Zdaniem trenera Wspaniałego, nie powinno być problemów ze zdobywaniem informacji o grupowych przeciwnikach Mostostalu. - Rozgrywki ligowe toczą się we wszystkich krajach, mamy tam swoje "wtyczki", będziemy zdobywać, a później oglądać kasety z nagranymi meczami - przyznaje.
Pierwszy mecz mistrzowie Polski i aktualnie trzecia drużyna Europy zagrają w Opolu 10 grudnia. Trener ma nadzieję, że do tej pory będzie mógł skorzystać z wszystkich zawodników.

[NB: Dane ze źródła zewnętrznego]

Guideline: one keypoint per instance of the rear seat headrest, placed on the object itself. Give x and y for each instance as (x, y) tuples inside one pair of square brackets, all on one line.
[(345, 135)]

Zarówno szkoleniowiec, jak i prezes zgadzają się również, iż przeciwnicy są znani jako kluby, natomiast do końca nie wiadomo, jacy zawodnicy będą występować w ich barwach.
Druga polska drużyna, Pamapol Częstochowa, w swej grupie trafiła na wielokrotnego mistrza Włoch Sisley Treviso, mistrza Grecji Olimpiakos Pireus i SC Berlin.